Introduction to RDBMS and MySQL

 

 

Topics:

  1. Introduction.
  2. Relational Databases.
  3. Data Types.
  4. Database Creation.
  5. NULL's.
  6. Dropping a table.
  7. SQL-DML commands (Insert, Select, Update, Delete).
  8. Describing a table.
  9. Running SQL commands from a file (Scripting)

 

Introduction:

In the mid 1970s SQL was developed under the name SEQUEL at the IBM San Jose research Facilities to be the data manipulation language for IBM's prototype relational model DBMS, System R. In 1980, the language was renamed SQL to avoid confusion with an unrelated hardware product called SEQUEL. SQL is used as the data manipulation language for IBM's current production offering in the relational DBMS arena, DB2. Most relational DBMSs, including MySQL, use a version of SQL as a data manipulation language.

In this chapter you also will learn how to assign data types for columns in the database; learn about a special type of value, called a null value; and see how such values are handled during database creation.

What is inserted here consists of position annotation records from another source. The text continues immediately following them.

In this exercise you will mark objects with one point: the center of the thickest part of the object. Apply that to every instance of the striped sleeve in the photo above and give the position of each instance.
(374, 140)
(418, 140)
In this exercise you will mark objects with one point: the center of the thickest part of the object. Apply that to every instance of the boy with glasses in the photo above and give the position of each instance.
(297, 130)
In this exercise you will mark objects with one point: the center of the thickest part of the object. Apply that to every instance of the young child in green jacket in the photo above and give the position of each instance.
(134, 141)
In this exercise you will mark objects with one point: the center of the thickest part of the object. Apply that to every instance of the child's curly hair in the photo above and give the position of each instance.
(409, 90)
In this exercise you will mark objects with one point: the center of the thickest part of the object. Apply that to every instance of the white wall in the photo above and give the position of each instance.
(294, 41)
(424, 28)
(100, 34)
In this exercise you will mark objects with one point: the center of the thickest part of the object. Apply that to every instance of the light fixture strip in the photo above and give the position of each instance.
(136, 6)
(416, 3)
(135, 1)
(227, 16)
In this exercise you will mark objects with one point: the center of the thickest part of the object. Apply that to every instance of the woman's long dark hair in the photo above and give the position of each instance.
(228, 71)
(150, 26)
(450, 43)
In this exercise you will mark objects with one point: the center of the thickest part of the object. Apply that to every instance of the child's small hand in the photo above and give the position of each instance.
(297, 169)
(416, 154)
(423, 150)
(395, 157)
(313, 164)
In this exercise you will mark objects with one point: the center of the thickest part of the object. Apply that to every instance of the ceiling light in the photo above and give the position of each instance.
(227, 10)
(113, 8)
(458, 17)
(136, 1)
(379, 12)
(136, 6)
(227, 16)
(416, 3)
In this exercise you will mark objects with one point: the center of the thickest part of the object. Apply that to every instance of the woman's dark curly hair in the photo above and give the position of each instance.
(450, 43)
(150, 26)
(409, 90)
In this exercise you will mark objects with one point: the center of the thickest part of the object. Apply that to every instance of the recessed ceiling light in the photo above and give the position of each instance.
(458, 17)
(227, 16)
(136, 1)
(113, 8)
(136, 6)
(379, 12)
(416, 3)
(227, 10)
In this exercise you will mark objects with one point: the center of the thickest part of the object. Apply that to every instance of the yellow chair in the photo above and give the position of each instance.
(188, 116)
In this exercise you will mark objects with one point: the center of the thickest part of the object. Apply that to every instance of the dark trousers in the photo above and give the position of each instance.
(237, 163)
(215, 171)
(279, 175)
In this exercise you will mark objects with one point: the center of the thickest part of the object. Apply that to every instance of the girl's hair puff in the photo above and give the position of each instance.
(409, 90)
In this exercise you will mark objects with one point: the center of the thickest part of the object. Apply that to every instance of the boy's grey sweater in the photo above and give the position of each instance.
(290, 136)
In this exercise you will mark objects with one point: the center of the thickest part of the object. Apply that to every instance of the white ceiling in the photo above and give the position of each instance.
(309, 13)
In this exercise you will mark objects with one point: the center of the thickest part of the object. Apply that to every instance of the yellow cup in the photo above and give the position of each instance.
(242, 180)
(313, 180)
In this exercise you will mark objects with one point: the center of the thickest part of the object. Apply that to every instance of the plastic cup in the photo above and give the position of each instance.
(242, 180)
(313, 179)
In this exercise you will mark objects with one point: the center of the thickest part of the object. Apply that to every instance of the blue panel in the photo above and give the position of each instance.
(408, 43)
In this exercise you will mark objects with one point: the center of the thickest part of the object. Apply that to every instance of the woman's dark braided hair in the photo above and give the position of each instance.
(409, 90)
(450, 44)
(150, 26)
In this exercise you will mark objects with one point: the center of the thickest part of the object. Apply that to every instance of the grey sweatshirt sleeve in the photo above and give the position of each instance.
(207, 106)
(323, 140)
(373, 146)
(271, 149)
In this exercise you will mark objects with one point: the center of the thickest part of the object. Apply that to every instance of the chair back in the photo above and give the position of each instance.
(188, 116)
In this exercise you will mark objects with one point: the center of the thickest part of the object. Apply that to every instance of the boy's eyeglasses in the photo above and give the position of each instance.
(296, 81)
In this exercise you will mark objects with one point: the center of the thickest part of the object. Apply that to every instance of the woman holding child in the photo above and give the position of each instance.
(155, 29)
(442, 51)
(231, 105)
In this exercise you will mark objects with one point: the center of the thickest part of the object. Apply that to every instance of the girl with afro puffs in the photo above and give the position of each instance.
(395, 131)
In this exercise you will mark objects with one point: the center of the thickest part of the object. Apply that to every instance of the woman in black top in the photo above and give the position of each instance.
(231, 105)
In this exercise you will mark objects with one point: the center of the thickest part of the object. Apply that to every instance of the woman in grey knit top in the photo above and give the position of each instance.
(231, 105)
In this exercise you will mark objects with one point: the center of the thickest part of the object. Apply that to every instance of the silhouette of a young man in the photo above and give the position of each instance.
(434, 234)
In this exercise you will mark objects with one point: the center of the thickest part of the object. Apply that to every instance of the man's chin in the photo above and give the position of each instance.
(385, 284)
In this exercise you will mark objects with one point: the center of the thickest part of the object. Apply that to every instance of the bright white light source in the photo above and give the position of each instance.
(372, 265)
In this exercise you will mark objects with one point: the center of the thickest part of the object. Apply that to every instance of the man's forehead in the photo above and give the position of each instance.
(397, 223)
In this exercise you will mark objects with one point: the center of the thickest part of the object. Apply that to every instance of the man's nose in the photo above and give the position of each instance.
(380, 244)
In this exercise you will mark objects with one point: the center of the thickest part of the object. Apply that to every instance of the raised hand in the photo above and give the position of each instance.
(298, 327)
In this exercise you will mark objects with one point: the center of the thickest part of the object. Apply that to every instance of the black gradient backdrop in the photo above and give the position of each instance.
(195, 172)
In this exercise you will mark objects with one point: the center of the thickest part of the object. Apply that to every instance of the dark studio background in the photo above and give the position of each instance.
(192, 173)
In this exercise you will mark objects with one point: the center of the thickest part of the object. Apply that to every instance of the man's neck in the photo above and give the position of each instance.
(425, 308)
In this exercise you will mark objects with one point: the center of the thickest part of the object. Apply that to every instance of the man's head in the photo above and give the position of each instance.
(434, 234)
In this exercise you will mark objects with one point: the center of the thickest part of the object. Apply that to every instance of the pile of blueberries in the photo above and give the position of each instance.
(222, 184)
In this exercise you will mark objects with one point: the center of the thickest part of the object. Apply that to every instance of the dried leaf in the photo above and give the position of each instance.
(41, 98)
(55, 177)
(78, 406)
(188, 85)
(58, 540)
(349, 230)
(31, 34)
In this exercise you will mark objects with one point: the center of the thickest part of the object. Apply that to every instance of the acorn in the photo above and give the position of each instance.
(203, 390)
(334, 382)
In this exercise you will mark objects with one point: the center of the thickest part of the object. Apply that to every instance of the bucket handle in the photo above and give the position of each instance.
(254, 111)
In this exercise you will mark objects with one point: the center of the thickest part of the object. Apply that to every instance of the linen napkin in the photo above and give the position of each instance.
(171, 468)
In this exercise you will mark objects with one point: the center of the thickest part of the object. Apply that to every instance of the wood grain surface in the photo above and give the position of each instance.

Finally, you will learn how to load a database by adding data to the tables that are created.

A relational database is essentially a collection of tables. A relational database is perceived by the user as being just such a collection. (The phrase "perceived by the user" simply indicates that this is how things appear' to the user, not what the DBMS is actually doing behind the scenes,) You might wonder why this model is not called the "table" model, or something similar if a database is a collection of tables. Formally, these tables are called relations, and this is where the model gets its name.

Entities, Attributes, and Relationships:

There are some terms and concepts that are very important for you to know in the database environment. The terms entity, attribute, and relationship are fundamental when discussing databases. An entity is like a noun; it is a person, place, thing, or event. The entities of interest to a sales database, for example, are such things as customers, orders, and sales reps. The entities that are of interest to a school include students, faculty, and classes; a real estate agency is interested in clients, houses, and agents; and a used car dealer is interested in vehicles, customers, and manufacturers.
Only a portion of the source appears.